Première ligne du Grand Paris Express à ouvrir au public, la 18 achève ses aménagements sur fond d’ultimes essais
Il y avait un petit air d’inauguration à la station Polytechnique de la ligne 18. Avec Jean-François Monteils le président de la SGP, Bernard Cathelain membre du directoire, Valérie Pécresse à la tête d’IDFM ou Laurent Probst son directeur, entourés des élus et des techniciens, on aurait pu se croire à quelques heures d’une mise en service. Pourtant, la ligne n’ouvrira pas au mieux avant l’automne prochain. Là, il s’agissait plutôt de venir inspecter l’avancement des travaux, et de s’assurer que tout sera prêt dans les délais. La station Polytechnique, l’une des 4 de la première section livrée entre Massy-Palaiseau et Christ de Saclay, permet déjà d’apprécier la qualité architecturale de la nouvelle ligne, ici en viaduc. L’ouvrage, léger et transparent, traverse d’ailleurs la station avec élégance. Le vaste hall ouvert de part en part, distribue les deux directions accessibles par une passerelle intermédiaire, à l’image des stations du métro aérien historique. Au niveau des quais, c’est la lumière qui est privilégiée, avec un toit incliné qui ouvre l’espace, plutôt que de l’écraser. A l’arrivée des visiteurs sur le quai direction Saclay, une des dix rames, (la dernière livrée ce jeudi) est venue se ranger le long des portes palières qui protègeront les voyageurs durant les marches automatiques. A bord là encore, la lumière est rassurante, apportant un confort supplémentaire, augmenté par des sièges moins rigides que ceux du métro parisien MF19. Tout le long des trois voitures, des écrans dynamiques se multiplient pour informer les voyageurs. La mise en service est attendue pour l’automne, après le transfert de la SGP à IDFM, qui en confiera la gestion à RATP Infra et l’exploitation à Keolis.
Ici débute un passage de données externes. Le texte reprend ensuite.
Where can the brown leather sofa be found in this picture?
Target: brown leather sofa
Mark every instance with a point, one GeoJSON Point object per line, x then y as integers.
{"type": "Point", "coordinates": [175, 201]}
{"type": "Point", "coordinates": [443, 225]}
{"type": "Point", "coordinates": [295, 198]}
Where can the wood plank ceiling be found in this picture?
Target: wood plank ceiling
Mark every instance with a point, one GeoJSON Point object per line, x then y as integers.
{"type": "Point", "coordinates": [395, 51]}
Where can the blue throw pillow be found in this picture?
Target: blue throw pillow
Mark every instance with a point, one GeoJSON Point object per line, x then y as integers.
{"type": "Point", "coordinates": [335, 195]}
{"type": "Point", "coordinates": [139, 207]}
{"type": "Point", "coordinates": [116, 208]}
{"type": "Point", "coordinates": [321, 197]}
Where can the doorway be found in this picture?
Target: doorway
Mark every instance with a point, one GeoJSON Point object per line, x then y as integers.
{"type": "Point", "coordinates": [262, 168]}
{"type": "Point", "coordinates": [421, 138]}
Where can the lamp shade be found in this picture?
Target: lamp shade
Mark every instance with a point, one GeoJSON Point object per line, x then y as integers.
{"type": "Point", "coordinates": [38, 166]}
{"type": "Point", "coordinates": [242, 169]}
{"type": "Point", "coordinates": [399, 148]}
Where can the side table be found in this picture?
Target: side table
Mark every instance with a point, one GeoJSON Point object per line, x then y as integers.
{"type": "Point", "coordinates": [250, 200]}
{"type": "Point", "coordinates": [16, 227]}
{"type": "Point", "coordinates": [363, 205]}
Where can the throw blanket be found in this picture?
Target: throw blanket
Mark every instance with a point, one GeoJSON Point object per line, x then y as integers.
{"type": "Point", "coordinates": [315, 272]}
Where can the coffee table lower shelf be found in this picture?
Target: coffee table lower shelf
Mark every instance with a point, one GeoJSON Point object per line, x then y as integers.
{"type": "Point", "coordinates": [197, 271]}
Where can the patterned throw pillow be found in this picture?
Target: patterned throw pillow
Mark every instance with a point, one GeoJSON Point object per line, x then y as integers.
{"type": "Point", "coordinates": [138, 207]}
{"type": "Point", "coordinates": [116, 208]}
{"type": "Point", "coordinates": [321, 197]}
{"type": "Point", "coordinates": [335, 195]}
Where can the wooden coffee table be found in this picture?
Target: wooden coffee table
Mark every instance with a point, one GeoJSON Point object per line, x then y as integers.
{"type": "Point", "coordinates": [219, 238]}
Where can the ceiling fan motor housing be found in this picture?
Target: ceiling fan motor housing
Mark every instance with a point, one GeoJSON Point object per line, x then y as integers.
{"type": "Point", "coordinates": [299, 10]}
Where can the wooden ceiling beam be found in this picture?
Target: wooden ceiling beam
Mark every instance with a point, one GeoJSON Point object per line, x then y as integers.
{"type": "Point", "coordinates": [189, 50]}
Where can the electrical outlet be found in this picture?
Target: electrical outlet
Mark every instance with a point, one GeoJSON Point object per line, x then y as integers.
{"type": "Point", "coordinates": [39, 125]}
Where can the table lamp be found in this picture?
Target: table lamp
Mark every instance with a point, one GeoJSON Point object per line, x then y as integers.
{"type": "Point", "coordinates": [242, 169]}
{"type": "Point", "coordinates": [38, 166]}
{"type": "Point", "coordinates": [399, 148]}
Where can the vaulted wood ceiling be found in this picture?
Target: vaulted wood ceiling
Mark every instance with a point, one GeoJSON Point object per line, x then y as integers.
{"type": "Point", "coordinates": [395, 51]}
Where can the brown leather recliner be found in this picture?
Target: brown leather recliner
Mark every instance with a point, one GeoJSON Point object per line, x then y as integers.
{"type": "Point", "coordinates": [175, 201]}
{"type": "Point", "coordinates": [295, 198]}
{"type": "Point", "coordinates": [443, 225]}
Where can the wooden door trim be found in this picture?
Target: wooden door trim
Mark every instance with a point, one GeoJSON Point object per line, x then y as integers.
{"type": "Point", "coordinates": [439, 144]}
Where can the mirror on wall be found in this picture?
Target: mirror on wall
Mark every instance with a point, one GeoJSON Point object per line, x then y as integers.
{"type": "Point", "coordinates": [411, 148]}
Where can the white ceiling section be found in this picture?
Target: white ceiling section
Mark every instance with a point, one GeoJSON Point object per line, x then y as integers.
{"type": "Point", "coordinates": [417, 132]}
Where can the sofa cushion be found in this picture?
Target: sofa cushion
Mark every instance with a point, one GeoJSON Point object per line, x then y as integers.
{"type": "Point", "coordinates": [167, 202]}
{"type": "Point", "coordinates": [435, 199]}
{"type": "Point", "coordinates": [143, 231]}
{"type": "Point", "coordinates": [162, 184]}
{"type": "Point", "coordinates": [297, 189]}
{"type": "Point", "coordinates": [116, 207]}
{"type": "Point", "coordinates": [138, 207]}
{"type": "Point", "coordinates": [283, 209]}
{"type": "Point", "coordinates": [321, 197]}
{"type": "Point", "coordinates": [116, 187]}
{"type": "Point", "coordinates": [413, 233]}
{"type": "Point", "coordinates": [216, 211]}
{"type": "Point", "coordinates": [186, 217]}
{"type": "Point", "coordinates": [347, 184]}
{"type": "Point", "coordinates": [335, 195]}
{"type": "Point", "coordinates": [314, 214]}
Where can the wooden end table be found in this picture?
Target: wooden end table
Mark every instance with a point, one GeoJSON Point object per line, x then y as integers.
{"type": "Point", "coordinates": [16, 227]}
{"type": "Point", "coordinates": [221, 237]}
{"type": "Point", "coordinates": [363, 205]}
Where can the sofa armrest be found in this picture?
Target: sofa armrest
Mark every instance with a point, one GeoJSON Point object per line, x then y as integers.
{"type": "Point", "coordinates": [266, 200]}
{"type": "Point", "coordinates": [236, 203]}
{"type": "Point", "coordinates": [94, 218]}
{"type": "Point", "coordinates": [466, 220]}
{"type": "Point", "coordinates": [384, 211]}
Reste que des rumeurs de retard circulent largement, qui reporterait la mise en service de plusieurs mois. Une hypothèse réfutée du côté de la SGP qui insiste pour maintenir son calendrier, nuançant simplement entre octobre ou novembre pour une date d’ouverture après une (longue) marche à blanc de 2 mois. Si le système de pilotage automatique fournit par Alstom a permis d’éviter les difficultés rencontrées sur la ligne 15, les exemples sur d’autres réseaux permettent tout de même de soulever quelques réserves. Le chef de projet Vianney Elzière assure que les retours d’expérience en France à Lille ou encore à l’étranger, protègent la 18 de fâcheux contre-temps.
L’objectif est sans doute d’éviter le contre-exemple de Montréal et son Réseau Express Métropolitain. Exploité avec des rames Métropolis Alstom et des automatismes du même constructeur, (exactement comme la ligne 18), les pannes à répétition ont largement entamé la crédibilité du nouveau réseau.